When the numbers rose in terms of cases and deaths in February and March, people either stopped going to restaurants for dine-in or making any online/phone orders. The visits to restaurants declined by 12% around late February and early March. When the state emergency was declared on March 8, restaurant services declined from 12% to almost 100%. By mid-March, restaurants were ordered to shut down all onsite dining at both restaurants and bars. (This was the time when there was a spike in food delivery apps) By the time the restaurant owners reduced their capacity, there was already a huge drop in revenue. Atlas Restaurant Group, one of the largest restaurant groups in Baltimore, went from making $85 million in revenue annually to $0 overnight.

Recently, when restaurants started to open, cases still trended upwards. When Texas entered their third phase of reopening, which allowed restaurants to operate at a capacity of 50% - 75%, the state experienced nearly 120,000 cases due to young people going out to bars. Now, the question becomes “Even if you CAN go to restaurants, SHOULD you?” Even before people were given the time to ponder about the question, the government has yet again ordered to shut down onsite dining in its respective states. It is back to square one, again.

Now, it is not one question that needs to be dealt with: its many. Such as, but not limited to:

     • Are we safer in big restaurants with more social distancing compatibility?

    • How many is too many people at a table?

    • Is outdoor dining safer?

    • Should we be worried about utensils, menus, or other condiments?

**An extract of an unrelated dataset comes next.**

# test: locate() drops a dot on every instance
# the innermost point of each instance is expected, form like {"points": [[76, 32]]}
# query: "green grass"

    • How should payment methods be handled: contactless, pay-at-table service, self-service kiosk?

Based on the survey taken by Datassential in April, 87% of the customers liked the idea of contactless payment; 44% of the customers require contactless payment; and 65% of customers want to omit even the idea of touching the menus.

This is where the use of contactless dining and automation to come in to keep social distancing policies at bay and keep germs from spreading.